Non avevo bisogno di guardarlo per intuirne la postura. Sicuramente i suoi occhi erano su di me, fissi, ma in qualche strano modo lontani, come a trapassarmi e trattenere qualcosa a cui io non avevo accesso. Non perché me ne tenesse fuori, ma perché io non ero in grado di penetrarvi. La linea delle labbra, ne ero certo, si era fatta più sottile, severa. Era il peso delle parole che volevano uscire. Se qualcuno mi chiedesse perché le frenasse ogni volta, ancora risponderei che non lo so.

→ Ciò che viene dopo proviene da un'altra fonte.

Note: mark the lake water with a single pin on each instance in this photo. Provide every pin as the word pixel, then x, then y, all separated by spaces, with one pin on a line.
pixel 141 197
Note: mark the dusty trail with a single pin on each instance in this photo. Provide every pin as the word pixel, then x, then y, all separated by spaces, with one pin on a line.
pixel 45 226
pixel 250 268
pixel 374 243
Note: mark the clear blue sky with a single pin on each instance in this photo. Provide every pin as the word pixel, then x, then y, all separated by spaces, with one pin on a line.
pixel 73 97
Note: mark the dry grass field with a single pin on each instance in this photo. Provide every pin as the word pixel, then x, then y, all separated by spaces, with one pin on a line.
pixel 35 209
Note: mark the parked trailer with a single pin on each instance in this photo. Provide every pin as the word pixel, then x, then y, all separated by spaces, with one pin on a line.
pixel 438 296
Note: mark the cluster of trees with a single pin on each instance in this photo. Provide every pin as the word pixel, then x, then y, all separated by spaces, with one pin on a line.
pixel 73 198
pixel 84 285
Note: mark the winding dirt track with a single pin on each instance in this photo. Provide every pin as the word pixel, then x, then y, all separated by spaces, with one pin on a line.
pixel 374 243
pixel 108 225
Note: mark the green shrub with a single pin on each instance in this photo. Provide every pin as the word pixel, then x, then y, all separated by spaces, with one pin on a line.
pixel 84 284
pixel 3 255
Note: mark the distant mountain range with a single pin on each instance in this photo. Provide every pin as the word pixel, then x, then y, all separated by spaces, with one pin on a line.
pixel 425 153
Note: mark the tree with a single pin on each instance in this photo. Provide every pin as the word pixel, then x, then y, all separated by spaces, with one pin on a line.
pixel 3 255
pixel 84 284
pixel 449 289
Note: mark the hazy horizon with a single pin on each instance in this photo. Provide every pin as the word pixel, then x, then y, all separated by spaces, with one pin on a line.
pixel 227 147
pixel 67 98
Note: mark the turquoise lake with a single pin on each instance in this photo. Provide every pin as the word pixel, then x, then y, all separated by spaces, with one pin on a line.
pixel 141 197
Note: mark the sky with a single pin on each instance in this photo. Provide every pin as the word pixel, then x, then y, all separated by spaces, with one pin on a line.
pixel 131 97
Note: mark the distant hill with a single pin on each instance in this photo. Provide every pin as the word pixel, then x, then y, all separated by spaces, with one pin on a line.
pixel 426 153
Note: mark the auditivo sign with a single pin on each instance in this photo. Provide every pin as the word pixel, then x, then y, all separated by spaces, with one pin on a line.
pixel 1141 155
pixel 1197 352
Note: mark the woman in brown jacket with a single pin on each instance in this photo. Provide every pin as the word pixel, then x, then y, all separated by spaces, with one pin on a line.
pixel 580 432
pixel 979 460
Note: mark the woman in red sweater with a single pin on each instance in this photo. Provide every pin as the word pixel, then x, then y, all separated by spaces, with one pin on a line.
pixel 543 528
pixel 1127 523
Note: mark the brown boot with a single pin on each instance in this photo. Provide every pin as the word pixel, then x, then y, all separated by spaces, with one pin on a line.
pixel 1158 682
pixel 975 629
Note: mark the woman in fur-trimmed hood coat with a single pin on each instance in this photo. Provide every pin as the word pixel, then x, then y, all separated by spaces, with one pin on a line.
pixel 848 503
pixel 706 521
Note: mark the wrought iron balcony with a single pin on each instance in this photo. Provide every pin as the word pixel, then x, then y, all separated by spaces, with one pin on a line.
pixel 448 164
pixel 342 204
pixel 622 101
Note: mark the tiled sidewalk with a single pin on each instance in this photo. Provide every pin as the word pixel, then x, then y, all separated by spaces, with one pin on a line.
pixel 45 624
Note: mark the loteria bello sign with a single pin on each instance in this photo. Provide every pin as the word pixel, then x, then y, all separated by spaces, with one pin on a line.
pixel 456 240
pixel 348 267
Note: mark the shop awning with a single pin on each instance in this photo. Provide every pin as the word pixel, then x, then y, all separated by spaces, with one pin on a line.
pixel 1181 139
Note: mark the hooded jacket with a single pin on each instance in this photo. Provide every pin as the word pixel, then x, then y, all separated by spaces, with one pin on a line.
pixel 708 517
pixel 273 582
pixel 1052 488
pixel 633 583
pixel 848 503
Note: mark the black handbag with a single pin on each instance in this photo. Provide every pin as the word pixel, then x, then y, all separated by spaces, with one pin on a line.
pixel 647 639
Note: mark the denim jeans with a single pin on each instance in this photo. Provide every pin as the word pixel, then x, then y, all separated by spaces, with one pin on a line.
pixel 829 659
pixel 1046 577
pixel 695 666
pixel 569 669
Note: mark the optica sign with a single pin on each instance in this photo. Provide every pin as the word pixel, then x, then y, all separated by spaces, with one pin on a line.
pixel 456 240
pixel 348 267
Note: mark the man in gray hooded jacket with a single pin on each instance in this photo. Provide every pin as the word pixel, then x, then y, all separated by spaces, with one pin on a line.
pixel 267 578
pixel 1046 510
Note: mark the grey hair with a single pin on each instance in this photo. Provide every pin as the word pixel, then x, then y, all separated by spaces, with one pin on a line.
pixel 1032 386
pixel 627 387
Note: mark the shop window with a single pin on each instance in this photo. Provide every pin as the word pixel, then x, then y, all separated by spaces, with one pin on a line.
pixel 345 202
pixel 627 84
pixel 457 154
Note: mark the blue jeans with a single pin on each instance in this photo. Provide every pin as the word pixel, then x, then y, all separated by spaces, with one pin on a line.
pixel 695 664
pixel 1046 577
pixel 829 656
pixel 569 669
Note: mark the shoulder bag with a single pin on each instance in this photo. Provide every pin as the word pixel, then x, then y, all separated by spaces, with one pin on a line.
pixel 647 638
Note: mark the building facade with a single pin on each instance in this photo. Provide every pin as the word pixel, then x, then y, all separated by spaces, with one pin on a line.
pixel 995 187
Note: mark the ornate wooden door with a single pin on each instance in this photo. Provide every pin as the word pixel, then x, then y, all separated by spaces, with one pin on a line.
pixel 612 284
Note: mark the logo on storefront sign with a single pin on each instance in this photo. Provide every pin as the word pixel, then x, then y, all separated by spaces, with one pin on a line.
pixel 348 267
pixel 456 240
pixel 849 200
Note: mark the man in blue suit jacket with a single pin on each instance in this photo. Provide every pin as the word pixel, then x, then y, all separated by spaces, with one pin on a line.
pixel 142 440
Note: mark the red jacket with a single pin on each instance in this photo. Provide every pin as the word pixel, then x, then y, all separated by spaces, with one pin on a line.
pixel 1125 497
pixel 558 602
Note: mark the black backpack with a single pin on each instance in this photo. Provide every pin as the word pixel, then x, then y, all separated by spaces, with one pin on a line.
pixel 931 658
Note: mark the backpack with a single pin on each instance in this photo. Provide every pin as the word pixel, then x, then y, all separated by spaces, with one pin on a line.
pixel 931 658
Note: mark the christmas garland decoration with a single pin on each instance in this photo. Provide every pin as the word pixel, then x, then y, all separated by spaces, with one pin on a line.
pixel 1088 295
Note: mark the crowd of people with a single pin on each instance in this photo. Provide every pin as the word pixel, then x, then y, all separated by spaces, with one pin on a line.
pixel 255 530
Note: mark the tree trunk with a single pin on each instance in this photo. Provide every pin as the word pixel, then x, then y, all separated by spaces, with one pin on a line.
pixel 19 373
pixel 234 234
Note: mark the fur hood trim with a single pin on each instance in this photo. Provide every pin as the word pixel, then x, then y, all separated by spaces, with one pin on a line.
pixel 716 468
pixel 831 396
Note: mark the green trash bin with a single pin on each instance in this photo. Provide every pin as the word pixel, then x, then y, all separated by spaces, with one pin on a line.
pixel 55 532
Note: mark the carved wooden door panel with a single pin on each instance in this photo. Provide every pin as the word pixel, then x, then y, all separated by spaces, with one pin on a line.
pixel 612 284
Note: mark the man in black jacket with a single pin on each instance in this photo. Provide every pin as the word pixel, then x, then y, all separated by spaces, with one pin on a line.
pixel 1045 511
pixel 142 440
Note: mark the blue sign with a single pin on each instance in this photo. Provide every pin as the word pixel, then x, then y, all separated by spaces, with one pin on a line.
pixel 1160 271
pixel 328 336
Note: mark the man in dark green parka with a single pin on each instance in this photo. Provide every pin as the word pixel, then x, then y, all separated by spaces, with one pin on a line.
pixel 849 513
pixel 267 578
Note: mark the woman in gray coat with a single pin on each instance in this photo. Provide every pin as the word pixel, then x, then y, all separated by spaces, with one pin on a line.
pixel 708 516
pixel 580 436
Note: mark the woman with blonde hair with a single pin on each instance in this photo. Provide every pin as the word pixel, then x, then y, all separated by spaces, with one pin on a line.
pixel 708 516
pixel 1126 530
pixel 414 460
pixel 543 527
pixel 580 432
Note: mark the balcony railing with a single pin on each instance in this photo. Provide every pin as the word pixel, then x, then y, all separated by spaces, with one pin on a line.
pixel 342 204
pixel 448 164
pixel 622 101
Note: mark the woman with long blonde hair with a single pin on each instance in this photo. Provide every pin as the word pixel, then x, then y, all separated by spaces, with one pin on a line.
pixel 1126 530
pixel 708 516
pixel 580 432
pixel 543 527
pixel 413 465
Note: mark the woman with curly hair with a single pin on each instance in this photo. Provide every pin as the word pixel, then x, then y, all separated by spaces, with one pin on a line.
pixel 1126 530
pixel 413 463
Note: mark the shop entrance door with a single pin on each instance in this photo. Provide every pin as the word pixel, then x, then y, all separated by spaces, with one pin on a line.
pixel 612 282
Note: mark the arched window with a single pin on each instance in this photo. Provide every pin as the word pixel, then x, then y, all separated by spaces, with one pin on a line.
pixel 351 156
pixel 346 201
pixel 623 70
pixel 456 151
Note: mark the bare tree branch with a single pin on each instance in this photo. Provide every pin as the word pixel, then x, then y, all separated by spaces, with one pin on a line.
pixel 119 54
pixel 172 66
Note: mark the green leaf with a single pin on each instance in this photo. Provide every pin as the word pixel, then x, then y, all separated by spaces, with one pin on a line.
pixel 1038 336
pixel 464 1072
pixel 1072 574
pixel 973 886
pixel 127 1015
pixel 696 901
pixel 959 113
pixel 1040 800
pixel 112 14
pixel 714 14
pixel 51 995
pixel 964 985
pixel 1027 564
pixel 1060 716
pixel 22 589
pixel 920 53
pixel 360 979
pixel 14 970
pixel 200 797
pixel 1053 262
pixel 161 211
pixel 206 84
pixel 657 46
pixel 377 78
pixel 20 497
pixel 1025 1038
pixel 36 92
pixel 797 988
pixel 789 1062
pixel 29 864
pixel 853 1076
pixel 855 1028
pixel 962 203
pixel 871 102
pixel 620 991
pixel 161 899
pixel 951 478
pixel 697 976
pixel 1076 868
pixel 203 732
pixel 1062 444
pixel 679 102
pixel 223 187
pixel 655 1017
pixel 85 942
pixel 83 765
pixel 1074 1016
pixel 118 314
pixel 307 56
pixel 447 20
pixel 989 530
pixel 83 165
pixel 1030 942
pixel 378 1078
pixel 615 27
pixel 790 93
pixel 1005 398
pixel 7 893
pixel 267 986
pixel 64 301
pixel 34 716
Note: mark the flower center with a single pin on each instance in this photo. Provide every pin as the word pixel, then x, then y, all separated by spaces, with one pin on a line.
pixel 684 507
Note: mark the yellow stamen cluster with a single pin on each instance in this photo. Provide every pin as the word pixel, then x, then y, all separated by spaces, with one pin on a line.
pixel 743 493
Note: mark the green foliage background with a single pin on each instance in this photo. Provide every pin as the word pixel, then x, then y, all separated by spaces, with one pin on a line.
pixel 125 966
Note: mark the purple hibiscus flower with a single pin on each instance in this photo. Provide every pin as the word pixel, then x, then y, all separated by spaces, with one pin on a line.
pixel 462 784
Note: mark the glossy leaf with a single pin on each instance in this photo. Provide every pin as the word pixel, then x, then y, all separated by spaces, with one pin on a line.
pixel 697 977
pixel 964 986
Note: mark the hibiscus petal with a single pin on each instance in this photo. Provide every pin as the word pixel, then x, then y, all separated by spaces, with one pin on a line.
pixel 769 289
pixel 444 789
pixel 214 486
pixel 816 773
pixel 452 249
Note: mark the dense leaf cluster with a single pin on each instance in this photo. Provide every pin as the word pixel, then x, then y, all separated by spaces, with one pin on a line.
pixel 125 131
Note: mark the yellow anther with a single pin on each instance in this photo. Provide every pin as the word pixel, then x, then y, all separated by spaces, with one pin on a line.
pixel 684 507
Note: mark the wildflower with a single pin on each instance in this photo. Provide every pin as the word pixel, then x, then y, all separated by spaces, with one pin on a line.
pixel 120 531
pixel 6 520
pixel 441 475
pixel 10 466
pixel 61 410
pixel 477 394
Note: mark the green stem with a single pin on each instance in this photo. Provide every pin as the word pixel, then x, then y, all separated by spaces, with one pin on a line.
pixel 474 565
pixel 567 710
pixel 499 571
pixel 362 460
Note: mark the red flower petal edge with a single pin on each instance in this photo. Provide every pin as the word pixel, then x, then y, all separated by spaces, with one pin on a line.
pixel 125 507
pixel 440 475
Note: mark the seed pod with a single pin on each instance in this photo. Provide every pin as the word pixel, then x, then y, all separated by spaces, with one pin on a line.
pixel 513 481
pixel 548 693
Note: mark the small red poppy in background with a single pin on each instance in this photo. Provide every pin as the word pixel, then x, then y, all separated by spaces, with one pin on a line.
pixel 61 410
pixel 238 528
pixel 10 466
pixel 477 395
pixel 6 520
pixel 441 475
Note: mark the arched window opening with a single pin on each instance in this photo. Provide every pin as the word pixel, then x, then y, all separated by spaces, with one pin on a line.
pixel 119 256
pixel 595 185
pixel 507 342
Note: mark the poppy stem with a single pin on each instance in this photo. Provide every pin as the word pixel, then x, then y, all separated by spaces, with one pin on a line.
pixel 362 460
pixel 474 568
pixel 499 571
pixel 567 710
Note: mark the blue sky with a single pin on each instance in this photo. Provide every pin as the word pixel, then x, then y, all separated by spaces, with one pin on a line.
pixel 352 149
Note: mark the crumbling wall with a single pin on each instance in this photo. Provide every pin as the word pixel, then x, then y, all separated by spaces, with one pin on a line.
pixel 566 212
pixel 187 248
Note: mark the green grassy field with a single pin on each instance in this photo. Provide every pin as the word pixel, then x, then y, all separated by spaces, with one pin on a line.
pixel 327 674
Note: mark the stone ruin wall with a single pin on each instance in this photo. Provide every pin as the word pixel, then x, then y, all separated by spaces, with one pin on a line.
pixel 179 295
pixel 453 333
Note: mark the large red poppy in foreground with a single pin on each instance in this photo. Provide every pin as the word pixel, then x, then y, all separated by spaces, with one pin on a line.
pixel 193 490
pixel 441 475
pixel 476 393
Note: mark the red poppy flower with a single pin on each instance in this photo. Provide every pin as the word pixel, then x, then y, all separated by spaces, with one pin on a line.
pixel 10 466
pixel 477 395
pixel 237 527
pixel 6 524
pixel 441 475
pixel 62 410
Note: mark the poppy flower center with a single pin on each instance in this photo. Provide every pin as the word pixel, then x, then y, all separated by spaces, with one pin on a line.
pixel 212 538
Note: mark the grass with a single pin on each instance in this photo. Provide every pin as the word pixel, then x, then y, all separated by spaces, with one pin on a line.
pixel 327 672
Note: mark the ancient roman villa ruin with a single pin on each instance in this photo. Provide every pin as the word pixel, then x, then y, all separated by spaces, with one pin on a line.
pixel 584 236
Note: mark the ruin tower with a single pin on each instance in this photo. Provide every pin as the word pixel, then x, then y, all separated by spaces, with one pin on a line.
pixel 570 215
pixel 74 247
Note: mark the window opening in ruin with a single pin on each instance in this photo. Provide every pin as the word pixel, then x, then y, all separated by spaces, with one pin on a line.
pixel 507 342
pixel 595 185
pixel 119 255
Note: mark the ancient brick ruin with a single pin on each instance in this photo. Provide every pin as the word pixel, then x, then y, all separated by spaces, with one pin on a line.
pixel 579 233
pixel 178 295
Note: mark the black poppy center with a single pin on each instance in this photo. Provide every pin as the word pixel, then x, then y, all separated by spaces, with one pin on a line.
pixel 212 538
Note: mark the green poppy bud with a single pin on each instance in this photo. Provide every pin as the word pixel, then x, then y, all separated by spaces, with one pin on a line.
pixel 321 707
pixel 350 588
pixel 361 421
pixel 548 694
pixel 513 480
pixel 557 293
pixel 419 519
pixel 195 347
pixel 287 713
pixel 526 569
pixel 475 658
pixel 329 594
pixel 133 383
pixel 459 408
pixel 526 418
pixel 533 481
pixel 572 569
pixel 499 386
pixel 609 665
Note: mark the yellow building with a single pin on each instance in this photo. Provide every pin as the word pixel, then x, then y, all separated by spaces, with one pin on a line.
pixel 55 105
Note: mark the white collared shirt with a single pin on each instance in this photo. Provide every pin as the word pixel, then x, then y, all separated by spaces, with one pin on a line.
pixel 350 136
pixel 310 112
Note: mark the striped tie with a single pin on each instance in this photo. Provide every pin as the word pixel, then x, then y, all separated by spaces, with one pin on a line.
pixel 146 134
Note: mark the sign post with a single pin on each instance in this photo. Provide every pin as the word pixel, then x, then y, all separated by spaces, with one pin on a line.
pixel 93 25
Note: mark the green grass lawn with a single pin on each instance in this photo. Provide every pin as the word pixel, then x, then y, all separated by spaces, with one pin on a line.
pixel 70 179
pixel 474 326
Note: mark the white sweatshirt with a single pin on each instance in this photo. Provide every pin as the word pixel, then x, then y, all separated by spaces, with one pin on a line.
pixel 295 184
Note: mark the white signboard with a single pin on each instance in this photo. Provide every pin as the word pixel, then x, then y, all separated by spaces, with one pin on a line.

Poi avrebbe abbassato le spalle, sempre mentre io mi dedicavo alla scrupolosa analisi di qualunque cosa non fosse il suo sguardo. Non avrei retto di vederlo ferito. Le avrebbe scrollate leggermente in uno sbuffo e con un ghigno. Quel ghigno parlava, diceva “sciocco io ad aspettarmi ancora qualcosa”.

Ma le parole era altre.

«Come ti pare».

Fece per uscire.

«Draco… io…»

Si voltò. «Sì?>> Un monosillabo di composta altezzosità. Un sorriso di pura cortesia che non raggiungeva gli occhi. Il mio nodo alla gola si era trasfigurato in una pesante incudine che mi martellava la testa.

«Mi dispiace davvero! »

Le parole giuste non le ho mai conosciute. Erano quelle che avrebbero espresso perfettamente come mi sentivo, che la sola idea di avergli fatto male mi sembrava il crimine peggiore che potessi commettere, erano tutto il dolore di non essere mai in grado di dimostrare quanto affermavo, la paura di non riuscire a dargli tutto me stesso.

Se avessi conosciuto le parole forse non avrebbe mormorato «Non importa», non mi avrebbe lasciato solo ed infelice in salotto. Magari se avessi conosciuto le parole questa conversazione e molte altre non sarebbero mai esistite. Forse avrei smesso di sentirmi un idiota.

Purtroppo per citare Draco le mie capacità espressive sono quelle di un troglodita. Quindi se qualcuno mi chiede perché, tutto quello che so rispondere è che lui è Lui.